Durability of SARS-CoV-2 Spike antibody responses after infection provides information relevant to understanding protection against COVID-19 in humans. We report the results of a sequential evaluation of anti-SARS-CoV-2 antibodies in convalescent patients with a median follow-up of 14 months (range 12.4-15.4) post first symptom onset.
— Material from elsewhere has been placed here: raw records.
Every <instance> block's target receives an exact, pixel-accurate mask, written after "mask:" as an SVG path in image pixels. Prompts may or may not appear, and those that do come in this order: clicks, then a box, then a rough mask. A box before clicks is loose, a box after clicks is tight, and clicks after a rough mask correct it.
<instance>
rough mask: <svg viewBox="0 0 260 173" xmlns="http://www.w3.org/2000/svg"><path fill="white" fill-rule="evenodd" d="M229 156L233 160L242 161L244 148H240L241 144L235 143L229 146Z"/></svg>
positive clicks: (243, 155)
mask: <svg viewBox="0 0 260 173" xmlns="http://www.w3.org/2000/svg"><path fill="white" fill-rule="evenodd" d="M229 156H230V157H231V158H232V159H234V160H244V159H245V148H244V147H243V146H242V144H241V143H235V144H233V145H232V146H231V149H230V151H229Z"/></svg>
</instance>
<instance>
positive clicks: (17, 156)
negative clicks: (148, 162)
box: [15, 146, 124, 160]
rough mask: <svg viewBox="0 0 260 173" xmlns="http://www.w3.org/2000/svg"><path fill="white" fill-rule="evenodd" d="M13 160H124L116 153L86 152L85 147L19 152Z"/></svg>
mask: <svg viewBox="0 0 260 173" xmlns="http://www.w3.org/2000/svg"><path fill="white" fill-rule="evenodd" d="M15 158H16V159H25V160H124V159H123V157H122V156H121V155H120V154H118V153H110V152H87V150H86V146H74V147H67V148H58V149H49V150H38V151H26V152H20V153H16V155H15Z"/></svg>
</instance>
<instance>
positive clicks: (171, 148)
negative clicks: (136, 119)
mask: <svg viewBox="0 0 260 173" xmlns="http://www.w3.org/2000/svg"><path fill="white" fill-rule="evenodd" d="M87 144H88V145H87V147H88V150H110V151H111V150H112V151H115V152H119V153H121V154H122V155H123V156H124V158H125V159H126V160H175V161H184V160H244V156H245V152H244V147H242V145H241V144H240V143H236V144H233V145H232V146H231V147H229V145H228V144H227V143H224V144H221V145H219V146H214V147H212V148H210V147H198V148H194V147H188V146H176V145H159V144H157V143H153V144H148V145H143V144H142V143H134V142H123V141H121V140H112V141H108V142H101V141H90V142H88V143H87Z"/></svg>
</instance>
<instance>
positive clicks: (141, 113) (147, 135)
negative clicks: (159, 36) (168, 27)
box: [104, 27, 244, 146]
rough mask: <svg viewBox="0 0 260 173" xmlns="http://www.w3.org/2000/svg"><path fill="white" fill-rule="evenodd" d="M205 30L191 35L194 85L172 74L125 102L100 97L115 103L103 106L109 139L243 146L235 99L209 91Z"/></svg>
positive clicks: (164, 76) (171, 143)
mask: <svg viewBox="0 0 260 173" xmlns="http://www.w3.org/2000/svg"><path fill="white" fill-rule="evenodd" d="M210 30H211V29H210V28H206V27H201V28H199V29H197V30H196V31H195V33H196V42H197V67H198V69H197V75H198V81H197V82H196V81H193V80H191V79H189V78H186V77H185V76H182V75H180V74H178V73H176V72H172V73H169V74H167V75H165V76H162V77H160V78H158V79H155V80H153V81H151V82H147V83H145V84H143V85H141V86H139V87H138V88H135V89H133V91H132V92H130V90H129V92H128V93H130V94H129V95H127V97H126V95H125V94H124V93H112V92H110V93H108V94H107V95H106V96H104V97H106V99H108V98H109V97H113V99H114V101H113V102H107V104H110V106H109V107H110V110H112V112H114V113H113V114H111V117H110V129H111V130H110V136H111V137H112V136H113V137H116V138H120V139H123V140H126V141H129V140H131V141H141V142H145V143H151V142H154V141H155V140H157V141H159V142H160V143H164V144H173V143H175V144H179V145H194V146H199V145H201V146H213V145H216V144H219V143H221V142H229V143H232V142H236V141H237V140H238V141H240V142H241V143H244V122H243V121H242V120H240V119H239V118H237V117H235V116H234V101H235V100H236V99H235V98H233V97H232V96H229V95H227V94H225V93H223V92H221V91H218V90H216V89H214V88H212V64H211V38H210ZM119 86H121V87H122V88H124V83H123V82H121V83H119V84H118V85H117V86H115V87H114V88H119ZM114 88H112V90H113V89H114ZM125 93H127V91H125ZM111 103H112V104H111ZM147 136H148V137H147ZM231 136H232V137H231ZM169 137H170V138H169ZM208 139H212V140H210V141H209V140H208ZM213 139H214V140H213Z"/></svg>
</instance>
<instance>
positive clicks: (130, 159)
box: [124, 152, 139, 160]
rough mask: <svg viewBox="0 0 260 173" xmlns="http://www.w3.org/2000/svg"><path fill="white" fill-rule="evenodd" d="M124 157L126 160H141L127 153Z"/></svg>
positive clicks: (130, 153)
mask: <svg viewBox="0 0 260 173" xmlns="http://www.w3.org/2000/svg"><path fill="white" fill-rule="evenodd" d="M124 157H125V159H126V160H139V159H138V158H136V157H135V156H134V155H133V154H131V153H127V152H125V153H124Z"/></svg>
We report persistence of antibodies for all four specificities tested [Spike, Spike Receptor Binding Domain (Spike-RBD), Nucleocapsid, Nucleocapsid RNA Binding Domain (N-RBD)]. Anti-Spike antibodies persist better than anti-Nucleocapsid antibodies. The durability analysis supports a bi-phasic antibody decay with longer half-lives of antibodies after 6 months and antibody persistence for up to 14 months. Patients infected with the Wuhan (WA1) strain maintained strong cross-reactive recognition of Alpha and Delta Spike-RBD but significantly reduced binding to Beta and Mu Spike-RBD. Sixty percent of convalescent patients with detectable WA1-specific NAb also showed strong neutralization of the Delta variant, the prevalent strain of the present pandemic. These data show that convalescent patients maintain functional antibody responses for more than one year after infection, suggesting a strong long-lasting response after symptomatic disease that may offer a prolonged protection against re-infection. One patient from this cohort showed strong increase of both Spike and Nucleocapsid antibodies at 14 months post-infection indicating SARS-CoV-2 re-exposure. These antibodies showed stronger cross-reactivity to a panel of Spike-RBD including Beta, Delta and Mu and neutralization of a panel of Spike variants including Beta and Gamma. This patient provides an example of strong anti-Spike recall immunity able to control infection at an asymptomatic level. Together, the antibodies from SARS-CoV-2 convalescent patients persist over 14 months and continue to maintain cross-reactivity to the current variants of concern and show strong functional properties.